This topic describes how to use Arena in multi-tenant scenarios. Five tasks are used as examples in this topic.
Prerequisites
- A Container Service for Kubernetes (ACK) cluster is created. For more information, see Create an ACK managed cluster.
- An Elastic Compute Service (ECS) instance that runs Linux is created in the virtual private cloud (VPC) where the ACK cluster is deployed. For more information, see Create an instance by using the wizard.
In this example, the ECS instance serves as a client. The client is used as an Arena workstation to submit jobs to the ACK cluster.
- The latest version of the Arena client is installed. For more information, see Install Arena.
Background information
In some scenarios, multiple developers in a company or team want to use Arena to submit jobs. To improve the efficiency of job management, you can divide the developers into several user groups and grant each user group different permissions. This allows you to allocate and isolate resources, and manage permissions by user group.
Hostname | Role | IP address | Number of GPUs | Number of vCores | MEM |
---|---|---|---|---|---|
client01 | Client | 10.0.0.97 (private) 39.98.xxx.xxx (public) | 0 | 2 | 8 GiB |
master01 | Master | 10.0.0.91 (private) | 0 | 4 | 8 GiB |
master02 | Master | 10.0.0.92 (private) | 0 | 4 | 8 GiB |
master03 | Master | 10.0.0.93 (private) | 0 | 4 | 8 GiB |
worker01 | Worker | 10.0.0.94 (private) | 1 | 4 | 30 GiB |
worker02 | Worker | 10.0.0.95 (private) | 1 | 4 | 30 GiB |
worker03 | Worker | 10.0.0.96 (private) | 1 | 4 | 30 GiB |
Tasks
- Task 1: Create two user groups named dev1 and dev2 for the ACK cluster, and add users Bob and Tom to User Groups dev1 and dev2 separately.
- Task 2: Allow Bob and Tom to log on to the client only with their own accounts. Both of them must have a separate environment where they can run Arena.
- Task 3: Grant Bob and Tom the permissions to view and manage only their own jobs.
- Task 4: Allocate the GPU, CPU, and memory resources of worker nodes to different user groups.
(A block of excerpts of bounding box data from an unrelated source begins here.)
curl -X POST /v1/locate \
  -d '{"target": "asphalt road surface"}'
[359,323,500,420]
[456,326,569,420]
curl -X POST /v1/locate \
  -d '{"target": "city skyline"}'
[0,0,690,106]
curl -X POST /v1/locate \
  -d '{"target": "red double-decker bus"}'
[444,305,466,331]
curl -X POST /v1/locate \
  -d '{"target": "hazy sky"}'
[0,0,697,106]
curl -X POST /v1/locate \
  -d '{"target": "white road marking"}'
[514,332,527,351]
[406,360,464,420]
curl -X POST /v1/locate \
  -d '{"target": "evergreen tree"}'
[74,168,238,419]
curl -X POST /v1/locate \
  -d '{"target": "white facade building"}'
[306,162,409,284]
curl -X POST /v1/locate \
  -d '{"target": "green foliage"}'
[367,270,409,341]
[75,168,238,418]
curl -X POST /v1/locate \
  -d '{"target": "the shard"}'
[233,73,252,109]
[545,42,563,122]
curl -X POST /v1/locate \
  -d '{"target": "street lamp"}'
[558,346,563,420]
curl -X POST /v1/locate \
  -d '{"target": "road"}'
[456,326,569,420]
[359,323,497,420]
Arena jobs can consume the computing resources of only worker nodes.
- Task 5: Create volumes that can be shared only within a user group and create volumes that can be shared across all user groups.
User group | User | GPU | CPU | MEM | Shared volume |
---|---|---|---|---|---|
dev1 | bob | 1 | Unlimited | Unlimited | dev1-public and department1-public-dev1 |
dev2 | tom | 2 | 8 | 60 GiB | dev2-public and department1-public-dev2 |
Step 1: Create and manage users and user groups for the ACK cluster
For security purposes, we recommend that you do not install Arena, run Arena, or manage the ACK cluster on a master node. You can create an ECS instance in the VPC where the ACK cluster is deployed and install Arena on the ECS instance. In this example, the ECS instance functions as a client. You can create a kubeconfig file to enable the ECS instance to access the ACK cluster.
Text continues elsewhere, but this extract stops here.